While historian and author Donna Murch says she sees obvious parallels between today’s movements and the Panthers, if anything today’s movements are facing an even more difficult challenge.

“The Panthers are organizing in a time of much greater economic prosperity than now, especially for poor and working class people,” says Professor Murch, who teaches at Rutgers University in New Jersey and is the author of “Living for the City: Migration, Education and the Rise of the Black Panther Party in Oakland, California.” Today’s widening wealth disparity, along with the growth of the prison state since the 1970s, has had huge economic ramifications for African-Americans, she says.

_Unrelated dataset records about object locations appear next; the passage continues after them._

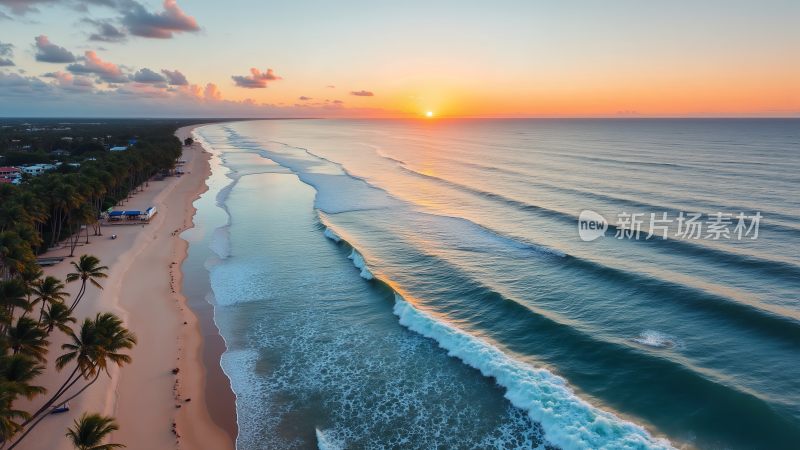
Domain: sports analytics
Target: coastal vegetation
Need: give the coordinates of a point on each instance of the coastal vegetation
(58, 209)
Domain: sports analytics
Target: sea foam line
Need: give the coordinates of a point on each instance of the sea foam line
(568, 421)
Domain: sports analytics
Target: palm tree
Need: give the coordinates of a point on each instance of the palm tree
(26, 337)
(87, 268)
(29, 276)
(48, 290)
(16, 374)
(98, 343)
(57, 316)
(90, 430)
(12, 296)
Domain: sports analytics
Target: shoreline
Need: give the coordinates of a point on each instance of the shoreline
(203, 345)
(144, 289)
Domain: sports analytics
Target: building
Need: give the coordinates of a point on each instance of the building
(37, 169)
(9, 172)
(10, 175)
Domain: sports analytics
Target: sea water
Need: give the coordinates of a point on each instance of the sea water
(423, 284)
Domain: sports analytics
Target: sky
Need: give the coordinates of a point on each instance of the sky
(345, 58)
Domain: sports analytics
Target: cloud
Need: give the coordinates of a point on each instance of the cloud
(6, 53)
(106, 71)
(68, 82)
(147, 76)
(46, 51)
(141, 22)
(212, 92)
(175, 77)
(106, 32)
(21, 7)
(256, 79)
(12, 84)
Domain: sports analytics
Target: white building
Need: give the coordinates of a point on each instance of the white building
(37, 169)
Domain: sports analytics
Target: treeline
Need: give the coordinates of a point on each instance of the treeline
(39, 213)
(30, 141)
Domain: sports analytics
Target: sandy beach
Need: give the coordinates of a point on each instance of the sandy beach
(155, 408)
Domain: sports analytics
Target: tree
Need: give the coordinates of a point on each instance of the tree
(48, 290)
(16, 374)
(57, 316)
(87, 268)
(28, 338)
(88, 432)
(98, 344)
(12, 296)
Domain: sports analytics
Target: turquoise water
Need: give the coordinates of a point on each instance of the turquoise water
(422, 284)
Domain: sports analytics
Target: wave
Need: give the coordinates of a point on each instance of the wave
(768, 319)
(359, 262)
(783, 269)
(330, 234)
(568, 421)
(655, 339)
(326, 442)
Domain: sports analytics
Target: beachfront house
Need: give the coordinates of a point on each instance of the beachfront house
(37, 169)
(134, 214)
(9, 172)
(10, 175)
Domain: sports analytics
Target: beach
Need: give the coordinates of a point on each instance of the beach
(155, 407)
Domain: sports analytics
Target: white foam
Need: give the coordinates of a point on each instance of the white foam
(359, 262)
(326, 442)
(330, 234)
(568, 421)
(656, 339)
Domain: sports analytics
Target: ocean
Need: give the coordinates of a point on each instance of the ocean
(428, 283)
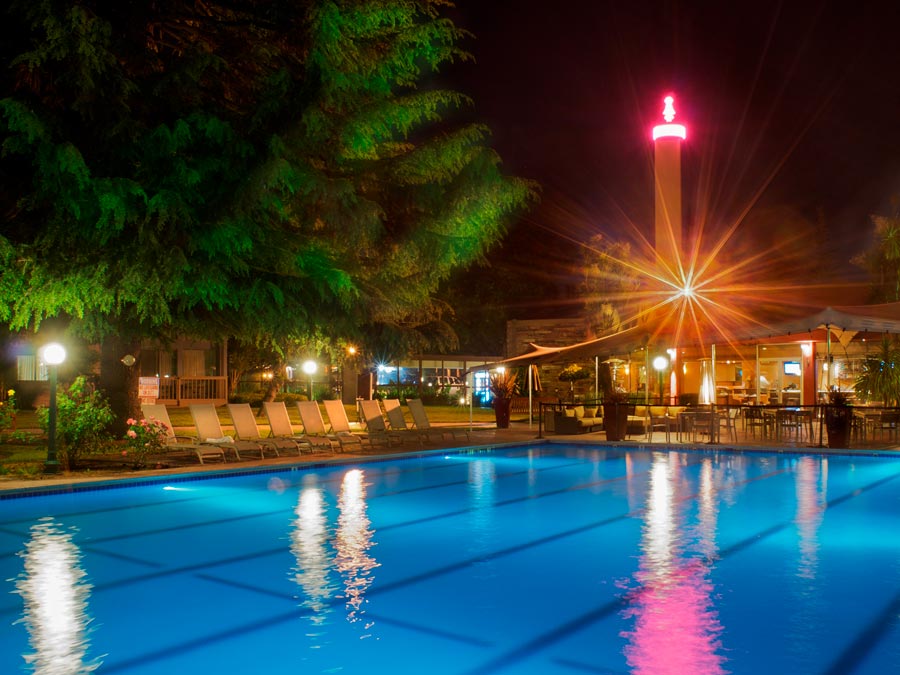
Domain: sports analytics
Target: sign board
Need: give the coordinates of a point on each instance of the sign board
(148, 389)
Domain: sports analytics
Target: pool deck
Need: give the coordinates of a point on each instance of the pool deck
(484, 436)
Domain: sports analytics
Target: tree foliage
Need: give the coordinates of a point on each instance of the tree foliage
(879, 377)
(261, 170)
(609, 284)
(882, 259)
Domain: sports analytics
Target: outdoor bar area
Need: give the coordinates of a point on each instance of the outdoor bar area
(774, 384)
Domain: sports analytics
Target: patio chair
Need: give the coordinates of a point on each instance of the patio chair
(375, 425)
(314, 424)
(281, 427)
(340, 425)
(398, 421)
(209, 431)
(886, 424)
(246, 429)
(180, 443)
(420, 419)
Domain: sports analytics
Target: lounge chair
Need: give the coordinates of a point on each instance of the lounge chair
(180, 443)
(375, 425)
(209, 431)
(340, 425)
(314, 425)
(398, 422)
(246, 429)
(281, 427)
(420, 419)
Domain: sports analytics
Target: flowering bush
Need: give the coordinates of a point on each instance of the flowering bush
(8, 411)
(83, 417)
(145, 437)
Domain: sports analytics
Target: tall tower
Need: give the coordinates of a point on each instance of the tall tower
(667, 140)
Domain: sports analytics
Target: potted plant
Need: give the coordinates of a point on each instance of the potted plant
(838, 417)
(615, 406)
(503, 388)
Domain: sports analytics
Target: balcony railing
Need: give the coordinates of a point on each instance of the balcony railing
(186, 390)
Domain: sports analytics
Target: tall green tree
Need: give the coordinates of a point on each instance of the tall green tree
(882, 259)
(609, 284)
(265, 170)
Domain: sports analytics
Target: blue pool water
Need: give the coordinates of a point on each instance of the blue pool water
(543, 559)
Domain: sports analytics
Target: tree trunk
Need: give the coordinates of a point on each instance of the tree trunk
(120, 382)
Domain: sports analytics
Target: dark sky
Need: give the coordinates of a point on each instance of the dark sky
(792, 104)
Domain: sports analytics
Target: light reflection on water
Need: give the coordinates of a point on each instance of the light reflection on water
(353, 541)
(325, 553)
(309, 544)
(675, 627)
(55, 593)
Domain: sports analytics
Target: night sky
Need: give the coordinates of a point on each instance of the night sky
(790, 107)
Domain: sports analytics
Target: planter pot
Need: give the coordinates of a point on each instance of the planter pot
(501, 412)
(837, 425)
(615, 421)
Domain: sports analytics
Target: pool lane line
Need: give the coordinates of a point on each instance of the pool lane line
(373, 591)
(855, 653)
(852, 654)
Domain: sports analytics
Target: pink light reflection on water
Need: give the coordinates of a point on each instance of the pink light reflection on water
(676, 627)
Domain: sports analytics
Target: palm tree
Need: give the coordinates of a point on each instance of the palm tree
(879, 379)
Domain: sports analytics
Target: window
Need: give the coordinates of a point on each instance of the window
(30, 369)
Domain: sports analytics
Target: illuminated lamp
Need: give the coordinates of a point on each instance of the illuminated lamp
(669, 130)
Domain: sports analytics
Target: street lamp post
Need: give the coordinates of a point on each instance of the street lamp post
(309, 367)
(52, 355)
(660, 363)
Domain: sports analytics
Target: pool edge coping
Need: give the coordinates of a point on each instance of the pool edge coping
(107, 483)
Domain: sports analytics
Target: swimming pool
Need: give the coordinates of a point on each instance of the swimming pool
(535, 559)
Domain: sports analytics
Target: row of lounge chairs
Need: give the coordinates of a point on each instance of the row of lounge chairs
(211, 443)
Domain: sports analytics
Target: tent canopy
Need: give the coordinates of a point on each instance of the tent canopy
(843, 322)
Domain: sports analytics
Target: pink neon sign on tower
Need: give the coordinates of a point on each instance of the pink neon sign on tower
(669, 130)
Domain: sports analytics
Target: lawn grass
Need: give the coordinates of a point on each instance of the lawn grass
(25, 458)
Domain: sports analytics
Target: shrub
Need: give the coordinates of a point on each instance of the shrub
(8, 412)
(145, 437)
(83, 416)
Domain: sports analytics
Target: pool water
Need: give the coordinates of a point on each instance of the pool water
(536, 559)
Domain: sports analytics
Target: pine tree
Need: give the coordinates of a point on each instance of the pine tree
(262, 171)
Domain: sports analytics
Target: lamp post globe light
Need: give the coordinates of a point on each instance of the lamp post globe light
(52, 355)
(310, 367)
(660, 363)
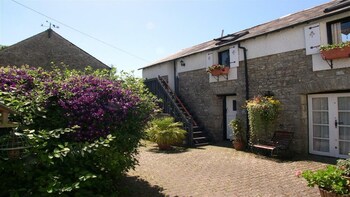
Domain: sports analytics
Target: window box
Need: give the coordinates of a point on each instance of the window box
(336, 52)
(221, 71)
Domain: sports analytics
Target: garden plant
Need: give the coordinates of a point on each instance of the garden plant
(263, 113)
(165, 132)
(83, 128)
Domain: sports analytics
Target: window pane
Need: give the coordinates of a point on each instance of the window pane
(320, 104)
(344, 118)
(344, 148)
(321, 131)
(344, 133)
(340, 31)
(224, 58)
(320, 117)
(321, 145)
(345, 31)
(344, 103)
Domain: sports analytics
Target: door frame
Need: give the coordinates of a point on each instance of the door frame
(333, 132)
(225, 122)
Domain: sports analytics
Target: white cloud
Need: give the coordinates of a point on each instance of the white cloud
(150, 25)
(160, 50)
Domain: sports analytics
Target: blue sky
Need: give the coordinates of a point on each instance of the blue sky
(135, 33)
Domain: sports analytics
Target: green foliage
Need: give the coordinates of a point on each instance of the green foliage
(344, 165)
(330, 179)
(237, 128)
(334, 46)
(262, 114)
(164, 131)
(58, 164)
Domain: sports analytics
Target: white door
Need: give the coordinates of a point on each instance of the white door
(329, 124)
(231, 112)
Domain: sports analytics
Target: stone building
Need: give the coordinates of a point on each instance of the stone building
(280, 58)
(46, 47)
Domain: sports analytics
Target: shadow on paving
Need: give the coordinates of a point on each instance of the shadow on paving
(174, 150)
(295, 157)
(133, 186)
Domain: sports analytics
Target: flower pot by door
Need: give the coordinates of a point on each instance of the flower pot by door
(325, 193)
(336, 53)
(238, 144)
(218, 72)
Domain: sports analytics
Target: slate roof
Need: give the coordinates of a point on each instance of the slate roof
(269, 27)
(46, 47)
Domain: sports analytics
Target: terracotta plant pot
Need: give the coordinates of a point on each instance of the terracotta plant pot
(164, 147)
(238, 145)
(218, 72)
(336, 53)
(325, 193)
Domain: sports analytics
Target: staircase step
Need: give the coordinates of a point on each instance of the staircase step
(199, 138)
(202, 144)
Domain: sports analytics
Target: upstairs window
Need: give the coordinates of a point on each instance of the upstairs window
(224, 58)
(339, 31)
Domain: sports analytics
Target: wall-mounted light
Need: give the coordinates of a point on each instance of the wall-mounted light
(182, 63)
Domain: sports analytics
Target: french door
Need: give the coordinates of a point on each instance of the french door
(231, 112)
(329, 124)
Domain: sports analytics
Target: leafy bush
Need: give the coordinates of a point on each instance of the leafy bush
(165, 132)
(262, 114)
(237, 128)
(84, 129)
(329, 179)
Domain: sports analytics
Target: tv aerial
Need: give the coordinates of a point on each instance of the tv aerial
(50, 25)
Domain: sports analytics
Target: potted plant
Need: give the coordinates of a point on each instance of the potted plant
(331, 181)
(165, 132)
(335, 51)
(217, 69)
(238, 134)
(263, 113)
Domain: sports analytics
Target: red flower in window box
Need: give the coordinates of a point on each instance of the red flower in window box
(217, 69)
(335, 51)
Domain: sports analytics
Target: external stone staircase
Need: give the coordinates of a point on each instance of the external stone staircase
(196, 136)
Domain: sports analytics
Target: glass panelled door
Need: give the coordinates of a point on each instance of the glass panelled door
(231, 112)
(329, 124)
(343, 124)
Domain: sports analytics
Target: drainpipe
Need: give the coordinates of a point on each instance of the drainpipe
(246, 85)
(175, 79)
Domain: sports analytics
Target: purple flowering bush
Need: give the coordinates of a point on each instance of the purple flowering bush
(84, 128)
(91, 102)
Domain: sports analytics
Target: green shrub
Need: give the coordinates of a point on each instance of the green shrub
(262, 114)
(165, 132)
(329, 179)
(69, 156)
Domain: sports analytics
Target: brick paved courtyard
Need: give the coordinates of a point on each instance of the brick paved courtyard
(220, 171)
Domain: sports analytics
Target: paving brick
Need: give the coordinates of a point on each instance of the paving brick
(222, 171)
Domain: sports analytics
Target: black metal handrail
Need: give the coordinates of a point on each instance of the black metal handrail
(169, 106)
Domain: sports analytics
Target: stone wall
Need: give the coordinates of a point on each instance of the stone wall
(288, 76)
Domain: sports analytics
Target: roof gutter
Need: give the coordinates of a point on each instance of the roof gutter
(337, 7)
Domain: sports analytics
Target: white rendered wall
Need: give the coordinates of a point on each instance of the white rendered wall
(317, 61)
(289, 39)
(164, 69)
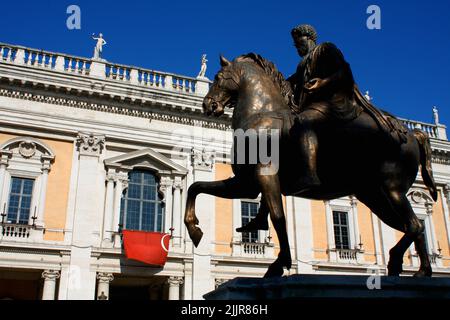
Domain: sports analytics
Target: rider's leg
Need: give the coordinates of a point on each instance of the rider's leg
(306, 125)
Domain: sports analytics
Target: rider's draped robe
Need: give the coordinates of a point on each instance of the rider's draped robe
(341, 98)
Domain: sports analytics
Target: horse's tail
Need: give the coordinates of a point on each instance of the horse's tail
(425, 161)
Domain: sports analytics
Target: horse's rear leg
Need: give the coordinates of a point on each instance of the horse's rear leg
(271, 193)
(231, 188)
(394, 209)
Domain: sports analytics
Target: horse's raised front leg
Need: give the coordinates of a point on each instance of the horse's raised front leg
(260, 221)
(231, 188)
(271, 193)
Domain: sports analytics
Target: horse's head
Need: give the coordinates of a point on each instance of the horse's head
(223, 91)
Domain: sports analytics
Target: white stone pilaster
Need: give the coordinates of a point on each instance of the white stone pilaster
(176, 211)
(377, 240)
(103, 285)
(174, 287)
(429, 208)
(43, 193)
(50, 277)
(109, 206)
(88, 216)
(165, 186)
(205, 211)
(330, 232)
(356, 238)
(446, 206)
(303, 234)
(4, 159)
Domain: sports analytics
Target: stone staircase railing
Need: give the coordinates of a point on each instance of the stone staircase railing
(102, 69)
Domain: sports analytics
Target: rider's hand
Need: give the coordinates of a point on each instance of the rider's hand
(314, 84)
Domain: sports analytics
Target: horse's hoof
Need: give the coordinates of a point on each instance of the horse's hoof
(254, 225)
(423, 273)
(275, 270)
(394, 269)
(196, 235)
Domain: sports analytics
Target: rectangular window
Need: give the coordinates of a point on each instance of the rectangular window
(19, 203)
(424, 236)
(248, 212)
(341, 231)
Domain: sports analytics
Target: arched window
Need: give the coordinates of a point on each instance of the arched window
(141, 206)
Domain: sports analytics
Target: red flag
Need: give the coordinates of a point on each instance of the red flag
(147, 247)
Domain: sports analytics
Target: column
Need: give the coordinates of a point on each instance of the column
(20, 56)
(176, 210)
(446, 206)
(202, 278)
(121, 185)
(377, 240)
(87, 223)
(303, 234)
(174, 287)
(330, 233)
(356, 239)
(109, 206)
(43, 193)
(103, 285)
(4, 158)
(237, 222)
(165, 186)
(50, 277)
(429, 208)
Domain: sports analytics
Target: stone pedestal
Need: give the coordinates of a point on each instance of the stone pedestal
(332, 287)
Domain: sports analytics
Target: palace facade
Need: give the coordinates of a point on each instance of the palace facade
(89, 148)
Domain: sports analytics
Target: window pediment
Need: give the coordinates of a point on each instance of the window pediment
(147, 158)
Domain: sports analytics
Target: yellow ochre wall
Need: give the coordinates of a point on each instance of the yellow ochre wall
(224, 214)
(440, 230)
(57, 188)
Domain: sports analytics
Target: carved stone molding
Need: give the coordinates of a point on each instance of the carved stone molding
(175, 281)
(4, 157)
(27, 148)
(90, 144)
(125, 110)
(203, 159)
(178, 183)
(105, 277)
(51, 274)
(219, 282)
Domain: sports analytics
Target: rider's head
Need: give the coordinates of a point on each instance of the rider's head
(304, 37)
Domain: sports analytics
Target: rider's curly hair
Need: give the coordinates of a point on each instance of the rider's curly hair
(305, 30)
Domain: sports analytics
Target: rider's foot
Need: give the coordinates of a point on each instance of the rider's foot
(255, 225)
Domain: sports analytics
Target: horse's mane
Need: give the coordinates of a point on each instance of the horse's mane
(276, 76)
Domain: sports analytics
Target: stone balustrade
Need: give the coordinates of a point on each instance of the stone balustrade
(347, 255)
(15, 230)
(436, 131)
(103, 69)
(254, 248)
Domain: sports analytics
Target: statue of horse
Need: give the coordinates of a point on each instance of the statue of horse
(354, 159)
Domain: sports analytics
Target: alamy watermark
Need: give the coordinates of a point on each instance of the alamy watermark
(374, 20)
(73, 21)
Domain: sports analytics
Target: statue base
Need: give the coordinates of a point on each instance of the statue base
(332, 287)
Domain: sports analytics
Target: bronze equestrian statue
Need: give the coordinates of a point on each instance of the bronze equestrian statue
(332, 143)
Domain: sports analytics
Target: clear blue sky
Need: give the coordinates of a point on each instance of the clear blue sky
(405, 65)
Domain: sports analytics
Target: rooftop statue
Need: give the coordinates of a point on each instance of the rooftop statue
(332, 143)
(98, 46)
(202, 72)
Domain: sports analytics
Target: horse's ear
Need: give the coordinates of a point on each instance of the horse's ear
(224, 62)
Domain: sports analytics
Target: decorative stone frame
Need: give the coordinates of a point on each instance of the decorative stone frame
(171, 179)
(422, 204)
(262, 249)
(354, 255)
(26, 157)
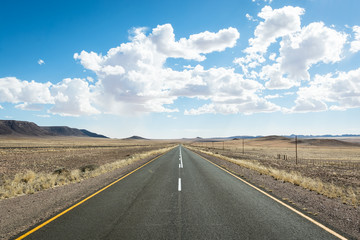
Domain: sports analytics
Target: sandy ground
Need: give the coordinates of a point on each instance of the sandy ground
(331, 212)
(20, 213)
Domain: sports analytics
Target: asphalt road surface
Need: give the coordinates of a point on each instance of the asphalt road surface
(180, 196)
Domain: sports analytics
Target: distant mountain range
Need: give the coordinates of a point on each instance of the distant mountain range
(30, 129)
(216, 139)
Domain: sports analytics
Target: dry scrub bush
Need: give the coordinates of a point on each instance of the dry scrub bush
(31, 182)
(347, 195)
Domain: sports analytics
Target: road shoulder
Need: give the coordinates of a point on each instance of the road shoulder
(330, 212)
(20, 213)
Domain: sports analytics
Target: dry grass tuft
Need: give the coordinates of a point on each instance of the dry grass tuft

“A third of African-American men are under a form of correctional control and this has really emerged in the last 40 years,” says Murch. “So I think the problems that people are up against today are even larger.”

In February, BYP100 released their Agenda to Build Black Futures, in which they propose an expansive platform that includes reparations, the creation of a workers’ bill of rights, the elimination of profit from the penal system, supporting women and trans rights, and the revitalization of black communities. A second nationwide organization – the Movement for Black Lives, of which Bonsu and Simmons are both members – is also developing a policy agenda, which is expected in the next several months.

“We’re envisioning a world where black folks have social, political, educational, and economic freedoms,” says Bonsu, who serves as the national public policy chair for Black Youth Project 100. “We knew we needed an economic platform if we are trying to build a world where black lives really do matter in theory and practice.”

Correction: This article has been updated to fix the title of BYP100's Agenda to Build Black Futures.